An IRF5 Variant and Systemic Sclerosis
A functional variant of the gene interferon regulatory factor 5 (IRF5) for the treatment of systemic sclerosis was discussed during a presentation from Shervin Assassi, MD, assistant professor of medicine in the division of rheumatology at the University of Texas Health Science Center in Houston. He presented a study investigating the impact of non–major histocompatibility complex susceptibility loci on survival and severity of interstitial lung disease in systemic sclerosis patients. New treatments are especially important in systemic sclerosis, where morbidity and mortality rates are higher than most other rheumatic diseases, Dr. Assassi said.
The study population was 1,443 patients with systemic sclerosis divided into a discovery cohort (914 patients) and a replication cohort (529 patients).
Investigators found that only one single-nucleotide polymorphism (SNP) in the IRF5 gene—rs4728142—was associated with patient survival. Even after investigators adjusted their analysis for disease duration and other factors, the prominence of rs4728142 with survival was clear.

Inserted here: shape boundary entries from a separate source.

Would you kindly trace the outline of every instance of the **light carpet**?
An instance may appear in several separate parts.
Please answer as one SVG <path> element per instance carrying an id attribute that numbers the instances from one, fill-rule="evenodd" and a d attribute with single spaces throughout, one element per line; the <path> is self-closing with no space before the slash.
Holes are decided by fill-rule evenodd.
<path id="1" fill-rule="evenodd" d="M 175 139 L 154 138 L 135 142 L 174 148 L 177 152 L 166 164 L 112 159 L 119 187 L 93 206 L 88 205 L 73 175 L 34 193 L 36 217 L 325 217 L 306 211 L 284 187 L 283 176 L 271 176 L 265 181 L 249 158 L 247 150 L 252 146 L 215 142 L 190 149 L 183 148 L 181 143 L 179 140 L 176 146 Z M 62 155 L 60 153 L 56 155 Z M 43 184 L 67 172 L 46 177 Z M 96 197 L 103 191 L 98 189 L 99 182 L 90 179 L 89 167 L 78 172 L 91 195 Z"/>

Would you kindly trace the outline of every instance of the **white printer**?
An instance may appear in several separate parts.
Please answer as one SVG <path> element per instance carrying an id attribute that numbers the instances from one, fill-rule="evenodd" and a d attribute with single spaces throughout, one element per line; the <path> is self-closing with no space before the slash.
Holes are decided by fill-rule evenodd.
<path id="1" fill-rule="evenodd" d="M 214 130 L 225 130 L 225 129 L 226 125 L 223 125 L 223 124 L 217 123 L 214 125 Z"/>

“In this case, the minor allele has a frequency of 49%, which makes it potentially suitable for biomarker development,” Dr. Assassi said.
“The minor allele of a SNP in the IRF5 promoter region is associated with lower IRF5 transcript levels and is predictive of better survival and milder interstitial lung disease in patients with systemic sclerosis,” Dr. Assassi said. “This provides further support for the importance of genes involved in the type I interferon pathway in the pathogenesis of systemic sclerosis and has potentially important implications for biomarker development and the identification of therapeutic targets.”
This particular allele also might be used with scleroderma renal crisis, the severity of gastrointestinal involvement, and pulmonary hypertension, Dr. Assassi said.
Behçet’s Disease Targets
Yohei Kirino, MD, PhD, a fellow in the inflammatory disease section of the medical genetics branch at the National Human Genome Research Institute in Bethesda, Md., discussed a genome-wide analysis of imputed genotypes that identified CCR1, CCR3, and STAT4 as novel candidate risk loci in Behçet’s disease.
Treating RA Patients with Rheumavax
Ranjeny Thomas, MBBS WA, MD WA, of the Diamantina Institute at Princess Alexandra Hospital at the University of Queensland in Brisbane, Australia, presented evidence regarding Rheumavax for the treatment of patients with RA. Rheumavax is a vaccine derived from the patient’s blood, and involves autologous dendritic cells exposed to citrullinated peptides.
The research Dr. Thomas presented found that Rheumavax was safe. Investigators did not observe any major adverse events. The results that the researchers observed were in patients with anticitrullinated protein antibody–treated early RA.
“There’s potential for further development of strategies targeting dendritic cells and cit-peptide in specific HLA-DR groups,” Dr. Thomas said. “The tolerance biomarkers suggest improvement in immune hyperregulation.”
Vanessa Caceres is a freelance medical writer in Bradenton, Fla.